Accessing XML data in R that is several layers embedded - r

I'm working with a well-structured XML file. So far, I have successfully accessed elements of this dataset that are only one layer/subfield deep. However, now I need to access one type of data that is more deeply embedded within this data structure, and the expected method is not working...
Excerpt from the XML data; this is the "target" field that I need to access, where each node (i.e. drug) can have between 0 and N targets (I am arbitrarily setting N to 20 for now, since I'm not sure what this value is for the entire dataset):
<targets> --> 51st field in each node
<target> --> there are a variable number of targets per drug
<id>BE0000048</id> --> this is the value I want for each Target
<name>Prothrombin</name>
<organism>Human</organism>
<actions>
<action>inhibitor</action>
</actions>
<references>
<articles>
<article>
<pubmed-id>10505536</pubmed-id>
<citation>Turpie AG: Anticoagulants in acute coronary syndromes.
...
I have determined that the main Target field that I need is Field 51 within each node's structure, thus the hardcoded value below. I would think that accessing the i'th node's id value within the j'th target within the node's Target field should have an index of [[i]][[51]][[j]][[1]] or [[i]][[51]][[j]][['id']]:
This is my code that isn't working as expected:
Target <- array(1:NumNodes, dim=c(1,NumNodes,MaxTargets))
for (i in 1:NumNodes){
for (j in 1:MaxTargets){
Target[i][j] <- Data[[i]][[51]][[j]][[1]]
}
}
The behavior I'm seeing is that I can extend the subscripts out numerous levels on the command line, and never narrow the result any more than the following:
> Data[[1]][[51]][[1]][[1]][[1]][[1]][[1]][[1]][[1]][[1]]

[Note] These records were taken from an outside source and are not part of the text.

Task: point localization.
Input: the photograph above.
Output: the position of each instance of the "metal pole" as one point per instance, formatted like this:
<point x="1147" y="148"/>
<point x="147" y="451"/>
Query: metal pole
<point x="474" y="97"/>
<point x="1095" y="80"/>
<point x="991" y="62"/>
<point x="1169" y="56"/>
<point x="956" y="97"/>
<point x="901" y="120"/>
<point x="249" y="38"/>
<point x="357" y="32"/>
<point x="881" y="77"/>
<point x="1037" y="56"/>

[1] "BE0000048ProthrombinHumaninhibitor10505536Turpie AG: Anticoagulants...
It doesn't seem to matter how many subscripts I add; all of the fields in the Target subfield are always conjoined and don't seem to be able to be separated...

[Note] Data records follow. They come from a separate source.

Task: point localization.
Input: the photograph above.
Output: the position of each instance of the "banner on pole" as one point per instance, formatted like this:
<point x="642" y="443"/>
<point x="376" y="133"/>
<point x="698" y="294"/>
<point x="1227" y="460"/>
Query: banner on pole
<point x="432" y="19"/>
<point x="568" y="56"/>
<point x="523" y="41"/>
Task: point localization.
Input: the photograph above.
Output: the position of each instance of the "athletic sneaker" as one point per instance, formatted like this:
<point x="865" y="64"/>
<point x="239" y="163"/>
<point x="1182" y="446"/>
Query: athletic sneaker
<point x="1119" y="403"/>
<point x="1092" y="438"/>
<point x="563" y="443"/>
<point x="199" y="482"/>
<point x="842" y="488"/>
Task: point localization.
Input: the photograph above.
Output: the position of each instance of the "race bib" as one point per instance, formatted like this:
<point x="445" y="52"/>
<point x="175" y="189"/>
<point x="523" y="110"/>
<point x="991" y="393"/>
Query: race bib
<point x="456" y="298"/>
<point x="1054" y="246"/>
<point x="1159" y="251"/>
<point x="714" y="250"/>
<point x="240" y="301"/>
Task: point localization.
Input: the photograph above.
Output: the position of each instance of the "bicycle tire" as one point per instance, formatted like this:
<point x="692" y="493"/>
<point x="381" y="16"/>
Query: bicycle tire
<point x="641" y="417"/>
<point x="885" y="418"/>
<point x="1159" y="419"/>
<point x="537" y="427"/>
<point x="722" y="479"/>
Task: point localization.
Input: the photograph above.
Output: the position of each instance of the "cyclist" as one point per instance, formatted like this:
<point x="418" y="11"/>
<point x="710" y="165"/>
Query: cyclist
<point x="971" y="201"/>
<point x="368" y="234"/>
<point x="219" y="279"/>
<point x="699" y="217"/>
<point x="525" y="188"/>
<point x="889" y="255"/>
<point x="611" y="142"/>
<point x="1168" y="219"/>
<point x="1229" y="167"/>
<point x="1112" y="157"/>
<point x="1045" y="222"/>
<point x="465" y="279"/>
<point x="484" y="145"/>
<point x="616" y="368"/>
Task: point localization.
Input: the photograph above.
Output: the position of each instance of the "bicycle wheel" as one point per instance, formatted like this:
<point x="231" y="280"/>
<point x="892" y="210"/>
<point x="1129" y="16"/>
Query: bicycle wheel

Confusingly, when I run my code, I get the following error message:
Error in Data[[i]][[51]][[1]] : subscript out of bounds
... which doesn't seem to make sense, given that I am limiting i to the number of nodes, and that there is no error thrown for even the ridiculously long list of subscripts show above, when I query that phrase on the command line...
Thanks in advance for any insights you can provide.

Thanks for your suggestion, cderv; I will plan to check out the xml2 package and XPATH. I really appreciate your willingness to provide an example.
I am pasting what should be a functional subset of my XML file; however, now instead of the "targets" field being the 51st field, it is the sixth. Again, it is the targets --> target --> id value that I want to report for each target, with each node having a variable number of target values. My code follows the XML content.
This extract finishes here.